Member of the National Assembly for Haute-Garonne's 9th constituency
- In office 21 June 2017 – 21 June 2022
- Preceded by: Christophe Borgel
- Succeeded by: Christine Arrighi

Personal details
- Born: 13 November 1961 (age 64) Issy-les-Moulineaux, France
- Party: La République En Marche!
- Alma mater: CUEJ
- Profession: Journalist

= Sandrine Mörch =

French politician (born 1961)

Sandrine Mörch (born 13 November 1961) is a French journalist and politician of La République En Marche! (LREM) who served as a member of the French National Assembly from 2017 to 2022, representing the 9th constituency of the Haute-Garonne department.

==Political career==
In parliament, Mörch served as member of the Committee on Cultural Affairs and Education. In addition to her committee assignments, she was a member of the French-British Parliamentary Friendship Group. In 2019, she became a member of the French delegation to the Franco-German Parliamentary Assembly.
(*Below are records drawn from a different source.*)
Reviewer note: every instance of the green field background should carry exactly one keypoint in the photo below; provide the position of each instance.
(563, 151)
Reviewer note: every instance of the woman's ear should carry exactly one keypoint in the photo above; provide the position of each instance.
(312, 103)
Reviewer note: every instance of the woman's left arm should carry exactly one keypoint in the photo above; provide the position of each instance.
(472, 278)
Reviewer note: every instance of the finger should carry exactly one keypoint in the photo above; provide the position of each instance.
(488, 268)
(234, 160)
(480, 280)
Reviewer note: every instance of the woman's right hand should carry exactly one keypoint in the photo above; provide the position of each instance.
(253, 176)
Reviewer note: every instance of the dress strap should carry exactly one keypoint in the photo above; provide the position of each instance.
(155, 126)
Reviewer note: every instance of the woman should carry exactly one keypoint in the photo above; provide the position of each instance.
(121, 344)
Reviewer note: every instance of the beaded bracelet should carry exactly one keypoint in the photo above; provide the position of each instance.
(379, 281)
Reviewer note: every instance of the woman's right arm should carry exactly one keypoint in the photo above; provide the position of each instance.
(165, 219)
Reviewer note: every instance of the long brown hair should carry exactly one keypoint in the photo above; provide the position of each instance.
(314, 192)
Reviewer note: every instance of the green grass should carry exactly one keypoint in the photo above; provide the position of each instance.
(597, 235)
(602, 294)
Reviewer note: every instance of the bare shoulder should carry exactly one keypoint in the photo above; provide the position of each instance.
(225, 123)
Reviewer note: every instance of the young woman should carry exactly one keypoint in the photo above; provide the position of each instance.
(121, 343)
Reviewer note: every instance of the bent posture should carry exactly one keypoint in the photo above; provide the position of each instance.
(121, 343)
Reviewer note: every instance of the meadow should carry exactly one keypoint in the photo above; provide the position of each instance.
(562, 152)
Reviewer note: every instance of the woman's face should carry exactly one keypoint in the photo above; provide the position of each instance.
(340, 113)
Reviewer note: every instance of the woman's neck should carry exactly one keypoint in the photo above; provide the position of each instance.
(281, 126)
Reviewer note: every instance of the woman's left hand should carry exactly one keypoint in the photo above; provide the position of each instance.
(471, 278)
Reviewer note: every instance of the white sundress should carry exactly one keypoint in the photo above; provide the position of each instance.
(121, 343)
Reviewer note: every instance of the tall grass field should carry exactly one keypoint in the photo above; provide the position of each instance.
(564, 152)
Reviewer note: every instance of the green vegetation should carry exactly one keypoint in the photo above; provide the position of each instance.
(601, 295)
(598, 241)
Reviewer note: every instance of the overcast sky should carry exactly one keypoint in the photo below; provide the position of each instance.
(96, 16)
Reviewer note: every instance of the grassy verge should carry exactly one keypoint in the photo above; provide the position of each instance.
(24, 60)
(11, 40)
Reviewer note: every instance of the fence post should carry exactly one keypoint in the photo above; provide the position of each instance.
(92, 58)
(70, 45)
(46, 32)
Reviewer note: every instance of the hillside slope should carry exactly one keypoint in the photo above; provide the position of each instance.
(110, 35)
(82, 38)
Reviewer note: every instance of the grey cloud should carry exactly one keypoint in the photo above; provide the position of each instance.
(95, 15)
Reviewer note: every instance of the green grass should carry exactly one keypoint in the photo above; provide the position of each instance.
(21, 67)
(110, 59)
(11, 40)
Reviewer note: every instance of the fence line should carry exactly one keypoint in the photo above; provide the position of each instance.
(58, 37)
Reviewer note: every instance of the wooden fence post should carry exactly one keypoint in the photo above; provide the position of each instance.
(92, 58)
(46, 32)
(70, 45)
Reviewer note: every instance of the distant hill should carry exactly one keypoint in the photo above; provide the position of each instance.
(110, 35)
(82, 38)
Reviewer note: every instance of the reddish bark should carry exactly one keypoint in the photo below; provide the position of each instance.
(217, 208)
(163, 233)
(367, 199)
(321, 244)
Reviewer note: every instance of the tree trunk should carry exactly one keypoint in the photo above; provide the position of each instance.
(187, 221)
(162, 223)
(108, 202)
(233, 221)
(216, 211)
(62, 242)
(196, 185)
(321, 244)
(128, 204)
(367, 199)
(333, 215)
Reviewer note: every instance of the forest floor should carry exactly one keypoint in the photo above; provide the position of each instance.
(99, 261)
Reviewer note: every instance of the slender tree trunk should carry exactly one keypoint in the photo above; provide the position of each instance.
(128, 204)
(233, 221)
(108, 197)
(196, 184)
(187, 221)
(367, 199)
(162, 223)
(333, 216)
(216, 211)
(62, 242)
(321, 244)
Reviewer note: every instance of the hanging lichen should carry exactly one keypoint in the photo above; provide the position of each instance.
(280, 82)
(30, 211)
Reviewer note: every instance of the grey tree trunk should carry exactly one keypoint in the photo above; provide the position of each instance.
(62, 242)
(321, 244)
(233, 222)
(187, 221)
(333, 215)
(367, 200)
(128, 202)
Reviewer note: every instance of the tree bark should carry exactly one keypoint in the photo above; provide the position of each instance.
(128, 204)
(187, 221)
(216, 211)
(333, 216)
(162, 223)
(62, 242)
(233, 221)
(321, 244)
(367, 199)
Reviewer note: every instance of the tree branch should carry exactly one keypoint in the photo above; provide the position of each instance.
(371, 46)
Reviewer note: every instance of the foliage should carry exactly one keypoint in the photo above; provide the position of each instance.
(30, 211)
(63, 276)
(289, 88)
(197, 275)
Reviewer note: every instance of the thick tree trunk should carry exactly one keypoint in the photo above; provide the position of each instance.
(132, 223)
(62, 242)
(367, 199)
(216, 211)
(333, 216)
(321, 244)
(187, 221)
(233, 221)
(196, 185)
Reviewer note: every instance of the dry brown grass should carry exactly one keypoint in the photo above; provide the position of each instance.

She lost her seat to Christine Arrighi from EELV (NUPES)in the 2022 French legislative election.

==Political positions==
On immigration, Mörch is considered to be part of her parliamentary group's more liberal wing. In late 2019, she was among the critics of the government's legislative proposals on immigrations and instead join 17 LREM member who recommended, in particular, greater access to the labour market for migrants, but also "specific measures for collaboration with the authorities of safe countries, such as Albania and Georgia, in order to inform candidates for departure, in their country of origin, of what the asylum application really is."

In 2020, Mörch was one of ten LREM members who voted against her parliamentary group's majority and opposed a much discussed security bill drafted by her colleagues Alice Thourot and Jean-Michel Fauvergue that helps, among other measures, curtail the filming of police forces.

==Personal life==
In March 2020, Mörch tested positive for coronavirus.